The benefit of this mortgage is that during the fixed rate period, the interest rate is typically lower than a standard 30-year mortgage. Hybrid mortgages are generally best suited for homeowners who only intend on living in the home for the fixed rate period.
The Mortgage Modification
For many homeowners that found themselves underwater on their mortgage or in major financial straits because of the economy, a mortgage modification may be the answer. A mortgage modification permits a borrower to work with their current lender to change or modify the existing terms or conditions of the mortgage. The idea is to make changes that will allow the borrower to continue making timely and affordable mortgage payments, and avoid foreclosure.

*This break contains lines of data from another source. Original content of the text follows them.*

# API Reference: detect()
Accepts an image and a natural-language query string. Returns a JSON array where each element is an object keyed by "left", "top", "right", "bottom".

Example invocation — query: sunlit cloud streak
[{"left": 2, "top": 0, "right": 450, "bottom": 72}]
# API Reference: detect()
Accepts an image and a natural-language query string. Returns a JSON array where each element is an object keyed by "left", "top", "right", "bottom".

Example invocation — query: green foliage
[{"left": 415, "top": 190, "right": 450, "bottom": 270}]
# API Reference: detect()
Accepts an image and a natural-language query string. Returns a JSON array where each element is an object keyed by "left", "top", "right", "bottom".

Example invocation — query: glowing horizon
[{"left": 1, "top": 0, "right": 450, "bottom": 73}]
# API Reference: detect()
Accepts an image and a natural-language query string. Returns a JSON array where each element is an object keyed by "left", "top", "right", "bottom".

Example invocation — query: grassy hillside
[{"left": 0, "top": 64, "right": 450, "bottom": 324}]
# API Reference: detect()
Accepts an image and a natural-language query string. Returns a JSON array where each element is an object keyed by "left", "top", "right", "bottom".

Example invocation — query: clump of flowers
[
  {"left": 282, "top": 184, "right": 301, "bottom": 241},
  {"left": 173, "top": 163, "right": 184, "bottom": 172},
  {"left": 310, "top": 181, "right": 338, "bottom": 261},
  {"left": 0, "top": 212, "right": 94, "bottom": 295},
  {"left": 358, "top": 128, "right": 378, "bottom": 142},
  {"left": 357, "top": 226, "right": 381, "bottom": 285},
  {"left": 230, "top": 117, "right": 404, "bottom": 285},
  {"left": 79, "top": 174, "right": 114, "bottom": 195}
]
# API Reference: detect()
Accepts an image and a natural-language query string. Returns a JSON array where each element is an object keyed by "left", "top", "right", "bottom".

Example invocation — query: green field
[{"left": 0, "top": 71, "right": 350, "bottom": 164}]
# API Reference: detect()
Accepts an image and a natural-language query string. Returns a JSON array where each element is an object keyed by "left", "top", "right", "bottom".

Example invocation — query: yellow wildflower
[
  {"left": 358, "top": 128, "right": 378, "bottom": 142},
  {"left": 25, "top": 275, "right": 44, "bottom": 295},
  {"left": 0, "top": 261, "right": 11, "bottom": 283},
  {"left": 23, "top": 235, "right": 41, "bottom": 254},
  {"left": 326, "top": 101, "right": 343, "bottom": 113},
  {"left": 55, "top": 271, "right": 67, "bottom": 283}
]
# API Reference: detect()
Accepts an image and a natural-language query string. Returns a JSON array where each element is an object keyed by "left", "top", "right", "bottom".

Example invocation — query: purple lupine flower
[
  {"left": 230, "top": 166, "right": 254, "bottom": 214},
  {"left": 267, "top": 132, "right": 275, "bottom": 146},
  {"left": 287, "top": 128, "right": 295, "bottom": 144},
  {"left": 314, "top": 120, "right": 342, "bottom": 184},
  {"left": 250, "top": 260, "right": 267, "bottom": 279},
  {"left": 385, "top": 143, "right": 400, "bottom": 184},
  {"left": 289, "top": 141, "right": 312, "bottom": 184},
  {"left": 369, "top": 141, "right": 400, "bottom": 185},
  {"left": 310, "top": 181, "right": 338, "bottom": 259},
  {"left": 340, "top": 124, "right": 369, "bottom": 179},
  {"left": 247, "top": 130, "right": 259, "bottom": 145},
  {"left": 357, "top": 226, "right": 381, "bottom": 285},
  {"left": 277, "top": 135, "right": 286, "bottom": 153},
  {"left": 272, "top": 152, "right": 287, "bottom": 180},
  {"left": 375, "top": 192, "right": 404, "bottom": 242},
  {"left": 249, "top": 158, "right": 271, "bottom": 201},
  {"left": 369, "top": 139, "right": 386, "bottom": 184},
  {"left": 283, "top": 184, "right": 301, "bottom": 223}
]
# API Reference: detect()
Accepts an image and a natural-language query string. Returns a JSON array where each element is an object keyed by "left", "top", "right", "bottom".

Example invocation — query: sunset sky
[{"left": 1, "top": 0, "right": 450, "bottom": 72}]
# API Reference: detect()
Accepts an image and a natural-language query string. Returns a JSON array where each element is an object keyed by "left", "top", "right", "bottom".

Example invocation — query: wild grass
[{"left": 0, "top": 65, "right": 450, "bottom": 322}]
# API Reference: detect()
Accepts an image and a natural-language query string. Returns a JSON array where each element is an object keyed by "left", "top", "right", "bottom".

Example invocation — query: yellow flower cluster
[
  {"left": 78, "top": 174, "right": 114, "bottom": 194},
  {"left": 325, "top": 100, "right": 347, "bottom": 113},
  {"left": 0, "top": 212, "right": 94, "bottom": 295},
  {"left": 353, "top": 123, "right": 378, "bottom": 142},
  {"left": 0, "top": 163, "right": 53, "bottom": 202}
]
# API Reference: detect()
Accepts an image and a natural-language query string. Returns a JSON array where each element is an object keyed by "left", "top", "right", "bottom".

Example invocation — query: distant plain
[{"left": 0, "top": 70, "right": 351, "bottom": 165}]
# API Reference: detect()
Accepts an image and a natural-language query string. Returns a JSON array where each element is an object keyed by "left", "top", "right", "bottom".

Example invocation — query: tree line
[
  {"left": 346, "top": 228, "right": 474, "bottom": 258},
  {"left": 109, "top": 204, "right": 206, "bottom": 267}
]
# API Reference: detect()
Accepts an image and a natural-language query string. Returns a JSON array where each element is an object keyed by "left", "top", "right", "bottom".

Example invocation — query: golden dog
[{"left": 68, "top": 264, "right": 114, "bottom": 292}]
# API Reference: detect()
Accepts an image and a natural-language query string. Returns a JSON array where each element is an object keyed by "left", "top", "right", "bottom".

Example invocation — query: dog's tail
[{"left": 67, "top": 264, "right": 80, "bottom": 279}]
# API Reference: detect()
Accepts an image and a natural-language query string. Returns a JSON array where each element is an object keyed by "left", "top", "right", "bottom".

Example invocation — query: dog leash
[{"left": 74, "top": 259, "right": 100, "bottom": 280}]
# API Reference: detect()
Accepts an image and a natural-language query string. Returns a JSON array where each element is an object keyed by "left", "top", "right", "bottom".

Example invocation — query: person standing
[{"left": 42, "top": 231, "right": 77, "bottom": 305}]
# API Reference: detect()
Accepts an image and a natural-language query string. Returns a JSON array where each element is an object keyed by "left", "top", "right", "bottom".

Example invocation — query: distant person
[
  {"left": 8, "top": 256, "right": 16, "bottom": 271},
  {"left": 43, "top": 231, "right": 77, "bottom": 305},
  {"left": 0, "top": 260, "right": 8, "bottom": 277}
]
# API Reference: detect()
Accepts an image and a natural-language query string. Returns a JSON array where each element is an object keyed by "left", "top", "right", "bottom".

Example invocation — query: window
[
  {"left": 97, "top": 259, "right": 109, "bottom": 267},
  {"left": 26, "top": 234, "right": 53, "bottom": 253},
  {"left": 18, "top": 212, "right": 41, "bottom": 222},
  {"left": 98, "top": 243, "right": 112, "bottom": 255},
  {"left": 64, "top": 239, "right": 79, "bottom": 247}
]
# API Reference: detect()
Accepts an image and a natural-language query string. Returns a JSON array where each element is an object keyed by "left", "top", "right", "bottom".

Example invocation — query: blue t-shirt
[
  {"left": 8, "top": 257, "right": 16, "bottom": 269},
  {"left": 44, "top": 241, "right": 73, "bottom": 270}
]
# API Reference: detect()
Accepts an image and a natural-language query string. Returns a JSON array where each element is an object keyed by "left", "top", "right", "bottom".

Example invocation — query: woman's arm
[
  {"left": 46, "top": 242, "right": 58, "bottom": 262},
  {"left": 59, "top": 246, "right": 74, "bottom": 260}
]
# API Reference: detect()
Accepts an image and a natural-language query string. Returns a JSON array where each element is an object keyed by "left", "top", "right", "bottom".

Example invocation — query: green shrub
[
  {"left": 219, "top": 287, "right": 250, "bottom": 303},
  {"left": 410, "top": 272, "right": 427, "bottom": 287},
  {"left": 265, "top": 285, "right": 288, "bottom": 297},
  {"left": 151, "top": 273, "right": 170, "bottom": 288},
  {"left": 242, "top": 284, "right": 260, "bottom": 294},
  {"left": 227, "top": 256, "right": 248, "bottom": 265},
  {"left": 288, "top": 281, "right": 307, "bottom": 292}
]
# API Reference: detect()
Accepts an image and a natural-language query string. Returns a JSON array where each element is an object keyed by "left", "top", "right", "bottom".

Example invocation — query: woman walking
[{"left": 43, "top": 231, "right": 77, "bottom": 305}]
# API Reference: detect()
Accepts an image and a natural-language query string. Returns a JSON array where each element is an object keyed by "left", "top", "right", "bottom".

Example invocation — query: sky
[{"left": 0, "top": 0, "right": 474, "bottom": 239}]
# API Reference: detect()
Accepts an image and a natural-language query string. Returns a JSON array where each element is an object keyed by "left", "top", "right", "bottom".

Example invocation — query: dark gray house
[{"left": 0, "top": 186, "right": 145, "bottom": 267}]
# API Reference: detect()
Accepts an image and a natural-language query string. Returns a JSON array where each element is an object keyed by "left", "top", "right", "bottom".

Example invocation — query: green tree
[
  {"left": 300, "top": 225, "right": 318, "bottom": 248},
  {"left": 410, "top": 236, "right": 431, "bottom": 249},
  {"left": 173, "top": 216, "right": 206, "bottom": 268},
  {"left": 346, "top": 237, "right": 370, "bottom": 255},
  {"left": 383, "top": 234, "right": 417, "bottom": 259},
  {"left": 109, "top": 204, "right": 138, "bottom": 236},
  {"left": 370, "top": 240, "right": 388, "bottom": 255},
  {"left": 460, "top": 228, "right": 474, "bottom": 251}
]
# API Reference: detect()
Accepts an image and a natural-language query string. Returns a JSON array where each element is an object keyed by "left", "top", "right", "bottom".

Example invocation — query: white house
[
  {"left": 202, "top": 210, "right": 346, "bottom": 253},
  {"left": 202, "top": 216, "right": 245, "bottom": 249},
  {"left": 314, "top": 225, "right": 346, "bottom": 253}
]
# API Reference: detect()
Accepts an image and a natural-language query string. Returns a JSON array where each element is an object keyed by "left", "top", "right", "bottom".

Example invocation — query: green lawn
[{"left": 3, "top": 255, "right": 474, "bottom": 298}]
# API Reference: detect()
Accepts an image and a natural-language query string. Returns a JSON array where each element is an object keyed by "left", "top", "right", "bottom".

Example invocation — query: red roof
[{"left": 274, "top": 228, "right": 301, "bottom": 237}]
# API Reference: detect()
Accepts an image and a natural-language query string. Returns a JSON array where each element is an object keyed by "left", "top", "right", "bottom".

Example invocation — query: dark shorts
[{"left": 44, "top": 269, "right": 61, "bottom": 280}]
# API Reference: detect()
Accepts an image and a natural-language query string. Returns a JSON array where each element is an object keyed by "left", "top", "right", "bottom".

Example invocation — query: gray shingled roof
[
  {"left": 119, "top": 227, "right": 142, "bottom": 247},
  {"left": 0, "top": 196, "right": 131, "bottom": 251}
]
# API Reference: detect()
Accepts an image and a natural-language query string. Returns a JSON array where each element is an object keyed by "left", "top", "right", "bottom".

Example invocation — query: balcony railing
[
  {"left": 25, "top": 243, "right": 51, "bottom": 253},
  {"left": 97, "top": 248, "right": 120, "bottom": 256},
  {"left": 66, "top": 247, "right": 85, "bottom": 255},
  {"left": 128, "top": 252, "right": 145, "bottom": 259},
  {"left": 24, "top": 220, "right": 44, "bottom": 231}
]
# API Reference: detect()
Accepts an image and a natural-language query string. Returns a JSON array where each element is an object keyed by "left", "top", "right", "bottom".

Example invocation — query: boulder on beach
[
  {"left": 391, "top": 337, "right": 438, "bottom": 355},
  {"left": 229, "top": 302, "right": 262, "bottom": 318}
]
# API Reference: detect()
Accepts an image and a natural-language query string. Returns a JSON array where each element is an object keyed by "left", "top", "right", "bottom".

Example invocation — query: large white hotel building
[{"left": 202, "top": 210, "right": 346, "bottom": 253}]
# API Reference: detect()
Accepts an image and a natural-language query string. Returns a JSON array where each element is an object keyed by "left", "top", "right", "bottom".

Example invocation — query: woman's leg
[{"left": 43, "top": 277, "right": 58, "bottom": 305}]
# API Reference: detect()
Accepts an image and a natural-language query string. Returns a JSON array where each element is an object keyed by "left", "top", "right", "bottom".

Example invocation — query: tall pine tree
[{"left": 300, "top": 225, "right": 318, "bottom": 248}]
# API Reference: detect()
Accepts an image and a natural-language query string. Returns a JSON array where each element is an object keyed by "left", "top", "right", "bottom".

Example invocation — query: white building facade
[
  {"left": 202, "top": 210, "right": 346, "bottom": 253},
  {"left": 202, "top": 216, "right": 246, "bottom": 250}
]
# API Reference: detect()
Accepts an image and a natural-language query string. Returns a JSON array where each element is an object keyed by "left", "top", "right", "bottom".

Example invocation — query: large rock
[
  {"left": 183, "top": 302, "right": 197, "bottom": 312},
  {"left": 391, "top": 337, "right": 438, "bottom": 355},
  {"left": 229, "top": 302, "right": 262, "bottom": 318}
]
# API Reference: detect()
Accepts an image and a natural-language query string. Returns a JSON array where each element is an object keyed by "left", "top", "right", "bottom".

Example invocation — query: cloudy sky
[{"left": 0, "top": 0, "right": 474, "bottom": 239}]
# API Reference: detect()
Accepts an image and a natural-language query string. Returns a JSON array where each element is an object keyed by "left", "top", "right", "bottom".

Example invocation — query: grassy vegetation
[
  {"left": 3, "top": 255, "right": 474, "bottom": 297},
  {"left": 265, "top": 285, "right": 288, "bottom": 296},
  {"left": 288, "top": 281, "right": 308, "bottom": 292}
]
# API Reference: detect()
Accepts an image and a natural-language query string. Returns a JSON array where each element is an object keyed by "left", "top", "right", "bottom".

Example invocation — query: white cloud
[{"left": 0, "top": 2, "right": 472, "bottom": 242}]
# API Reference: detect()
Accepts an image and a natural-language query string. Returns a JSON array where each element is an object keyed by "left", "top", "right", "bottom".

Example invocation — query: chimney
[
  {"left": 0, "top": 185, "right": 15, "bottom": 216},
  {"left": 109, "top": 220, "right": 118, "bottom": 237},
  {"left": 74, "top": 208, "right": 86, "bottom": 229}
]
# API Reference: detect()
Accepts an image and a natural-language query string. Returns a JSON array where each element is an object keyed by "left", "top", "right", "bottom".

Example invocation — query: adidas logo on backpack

Then there are mortgage lenders, such as Quicken Loans, that essentially allow you to create your own mortgage – a mortgage that fits your needs and lifestyle. The YOURgage permits borrowers to choose options such as how much money you want to pay on a monthly basis, how much money you need to pay in order to pay off your mortgage in certain period of time, or if you want to keep the same mortgage term that you currently have (e.g. 8 years, 17 years, 20 years), but want to lower your interest rate. In other words, it’s a build-it-yourself mortgage.
The housing market has struggled. The mortgage and lending markets have struggled. This has forced mortgage lenders to come up with some creative and innovative ways to lend money that will best suit the needs of their clients in this new economy. Not all lenders offer the same options, so be sure to check in with your trusted mortgage expert to find out what loan programs are available to you.